Their occupations may differ, but the stories do not. Already living on the margins, the lockdown has pushed many families to the brink of poverty.
Shabbir Mansoor is a truck driver from Kausa's Himmat Nagar. He was supposed to leave for Gulbarga in Karnataka with a shipment of goods on March 23. Shabbir could not leave and lockdown began, leaving him out of work since. The owner of his truck paid him for March and gave him half his salary for the month of April. However, the lockdown persists and Shabbir is in Thane, a designated red zone.

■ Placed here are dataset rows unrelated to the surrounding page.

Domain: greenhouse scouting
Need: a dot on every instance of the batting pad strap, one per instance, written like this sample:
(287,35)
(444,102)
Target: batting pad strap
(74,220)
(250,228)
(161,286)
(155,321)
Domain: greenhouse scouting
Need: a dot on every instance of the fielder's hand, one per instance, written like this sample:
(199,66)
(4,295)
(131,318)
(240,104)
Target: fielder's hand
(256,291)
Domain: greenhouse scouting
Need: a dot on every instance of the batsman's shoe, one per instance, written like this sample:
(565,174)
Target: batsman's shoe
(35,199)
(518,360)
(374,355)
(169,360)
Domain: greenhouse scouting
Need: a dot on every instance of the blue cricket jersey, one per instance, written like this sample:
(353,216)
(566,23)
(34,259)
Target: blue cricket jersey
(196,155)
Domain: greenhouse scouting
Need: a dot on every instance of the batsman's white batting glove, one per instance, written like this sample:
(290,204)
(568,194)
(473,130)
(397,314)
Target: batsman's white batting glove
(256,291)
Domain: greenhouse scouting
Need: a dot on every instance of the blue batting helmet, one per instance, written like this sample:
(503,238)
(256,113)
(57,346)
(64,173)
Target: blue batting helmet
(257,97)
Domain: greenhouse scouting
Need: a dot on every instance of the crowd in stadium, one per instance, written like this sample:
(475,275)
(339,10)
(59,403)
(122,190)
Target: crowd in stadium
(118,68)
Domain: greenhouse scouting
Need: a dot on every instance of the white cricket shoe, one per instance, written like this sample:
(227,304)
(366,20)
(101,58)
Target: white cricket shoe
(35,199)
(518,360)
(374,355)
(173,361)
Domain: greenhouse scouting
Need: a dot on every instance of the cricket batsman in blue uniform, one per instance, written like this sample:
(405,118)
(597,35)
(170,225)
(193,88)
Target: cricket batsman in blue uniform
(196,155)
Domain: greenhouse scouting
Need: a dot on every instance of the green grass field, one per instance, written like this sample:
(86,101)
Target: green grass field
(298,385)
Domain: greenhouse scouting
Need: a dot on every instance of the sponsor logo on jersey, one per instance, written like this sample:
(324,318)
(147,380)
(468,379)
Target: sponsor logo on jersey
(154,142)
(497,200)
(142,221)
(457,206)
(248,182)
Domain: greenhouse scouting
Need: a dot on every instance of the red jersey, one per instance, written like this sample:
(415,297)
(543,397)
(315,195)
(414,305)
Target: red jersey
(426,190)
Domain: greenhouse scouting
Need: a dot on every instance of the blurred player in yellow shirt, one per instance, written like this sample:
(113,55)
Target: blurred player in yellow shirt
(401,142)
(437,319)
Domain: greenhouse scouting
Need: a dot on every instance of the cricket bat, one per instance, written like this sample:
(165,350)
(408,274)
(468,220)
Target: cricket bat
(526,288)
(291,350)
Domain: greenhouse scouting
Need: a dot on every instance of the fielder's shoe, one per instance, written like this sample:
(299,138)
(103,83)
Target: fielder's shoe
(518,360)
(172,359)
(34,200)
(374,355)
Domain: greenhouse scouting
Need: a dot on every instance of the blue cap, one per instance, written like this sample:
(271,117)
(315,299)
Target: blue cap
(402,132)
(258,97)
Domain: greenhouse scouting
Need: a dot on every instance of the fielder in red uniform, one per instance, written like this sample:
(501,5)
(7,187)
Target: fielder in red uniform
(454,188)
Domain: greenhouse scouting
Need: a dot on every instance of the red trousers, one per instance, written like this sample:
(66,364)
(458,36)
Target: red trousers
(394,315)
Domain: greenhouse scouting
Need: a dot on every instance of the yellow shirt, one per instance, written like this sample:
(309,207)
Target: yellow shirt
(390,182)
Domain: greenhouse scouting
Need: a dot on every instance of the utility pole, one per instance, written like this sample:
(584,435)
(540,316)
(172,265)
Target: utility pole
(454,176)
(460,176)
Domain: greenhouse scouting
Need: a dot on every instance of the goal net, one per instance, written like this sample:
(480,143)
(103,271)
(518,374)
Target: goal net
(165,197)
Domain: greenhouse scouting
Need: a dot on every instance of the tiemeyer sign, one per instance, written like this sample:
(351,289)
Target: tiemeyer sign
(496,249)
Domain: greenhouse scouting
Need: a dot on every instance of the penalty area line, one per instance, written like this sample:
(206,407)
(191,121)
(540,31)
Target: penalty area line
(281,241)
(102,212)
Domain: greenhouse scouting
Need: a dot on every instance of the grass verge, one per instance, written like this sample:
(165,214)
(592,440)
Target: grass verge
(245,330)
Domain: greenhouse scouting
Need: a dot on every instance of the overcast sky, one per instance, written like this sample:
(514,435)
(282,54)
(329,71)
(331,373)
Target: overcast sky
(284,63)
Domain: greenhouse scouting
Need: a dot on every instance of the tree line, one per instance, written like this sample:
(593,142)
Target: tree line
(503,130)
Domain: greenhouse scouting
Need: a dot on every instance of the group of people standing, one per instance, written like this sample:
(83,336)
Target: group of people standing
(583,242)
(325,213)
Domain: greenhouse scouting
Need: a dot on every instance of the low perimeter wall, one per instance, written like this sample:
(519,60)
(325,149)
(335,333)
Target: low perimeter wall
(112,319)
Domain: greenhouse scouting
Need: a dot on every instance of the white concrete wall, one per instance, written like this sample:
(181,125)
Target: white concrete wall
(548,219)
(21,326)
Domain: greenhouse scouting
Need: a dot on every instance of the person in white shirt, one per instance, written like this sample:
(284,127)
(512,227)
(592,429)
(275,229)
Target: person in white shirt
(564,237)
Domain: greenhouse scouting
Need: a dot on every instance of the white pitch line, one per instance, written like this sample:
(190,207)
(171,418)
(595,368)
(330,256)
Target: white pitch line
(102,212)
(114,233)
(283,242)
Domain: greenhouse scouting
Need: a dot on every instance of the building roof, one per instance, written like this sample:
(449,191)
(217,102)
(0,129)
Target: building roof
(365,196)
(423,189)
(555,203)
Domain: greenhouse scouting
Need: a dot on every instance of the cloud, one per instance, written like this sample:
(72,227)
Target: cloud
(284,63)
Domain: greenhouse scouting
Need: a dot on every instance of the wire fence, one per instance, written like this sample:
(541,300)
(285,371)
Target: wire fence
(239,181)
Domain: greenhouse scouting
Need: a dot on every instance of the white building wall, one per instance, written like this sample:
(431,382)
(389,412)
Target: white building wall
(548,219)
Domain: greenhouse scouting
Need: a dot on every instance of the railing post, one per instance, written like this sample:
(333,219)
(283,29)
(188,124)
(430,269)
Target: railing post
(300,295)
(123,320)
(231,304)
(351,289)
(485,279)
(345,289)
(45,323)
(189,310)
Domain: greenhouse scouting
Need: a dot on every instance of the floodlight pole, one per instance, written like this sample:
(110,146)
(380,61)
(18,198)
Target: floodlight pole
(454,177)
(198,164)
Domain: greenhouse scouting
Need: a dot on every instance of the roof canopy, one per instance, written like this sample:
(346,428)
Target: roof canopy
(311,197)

"I have two daughters, a son, and my mother stays with me. We are a family of six. I do not have a salary for the month of May and half of April’s salary. I am seriously worried about how I will feed my children. If I cannot earn anything, we will be left at the mercy of the government," said Shabbir, his voice trembling over the phone. "I thought the lockdown would end by May 17, but there is no sign of that happening. I will have to take a risk and start ferrying migrants to other states. At least that would bring me some money," said Shabbir.
Sadhana Hadad stays in a labour camp at Matunga, making her living as a washerwoman. She is the sole breadwinner of her family of four people which includes her mother, a son and a daughter. During times of normalcy, she used to wash the clothes of waiters from hotels and labourers from industries in the Dharavi and Wadala area. However, with hotels and industries not functional and no one coming in to work, Sadhana's earnings have also stopped.
"These days I get food packets from the BMC. I do not have money to buy anything, neither vegetables nor grain. For a few days, some people from an NGO came with food packets. But for how many days can we survive like this? We will have to work. The government may give us food but we will have to pay rent, the electricity bill, buy medicines and fulfill the needs of our children. One needs money for that. Until this lockdown is over, there is no hope of making money," said Sadhana.
The aforementioned are just four examples that shed light on the situation of the lesser advantaged in Mumbai. While the government may give them food, they have other needs to take care of. They need money to survive and there is no other source of income for them until the lockdown is in place.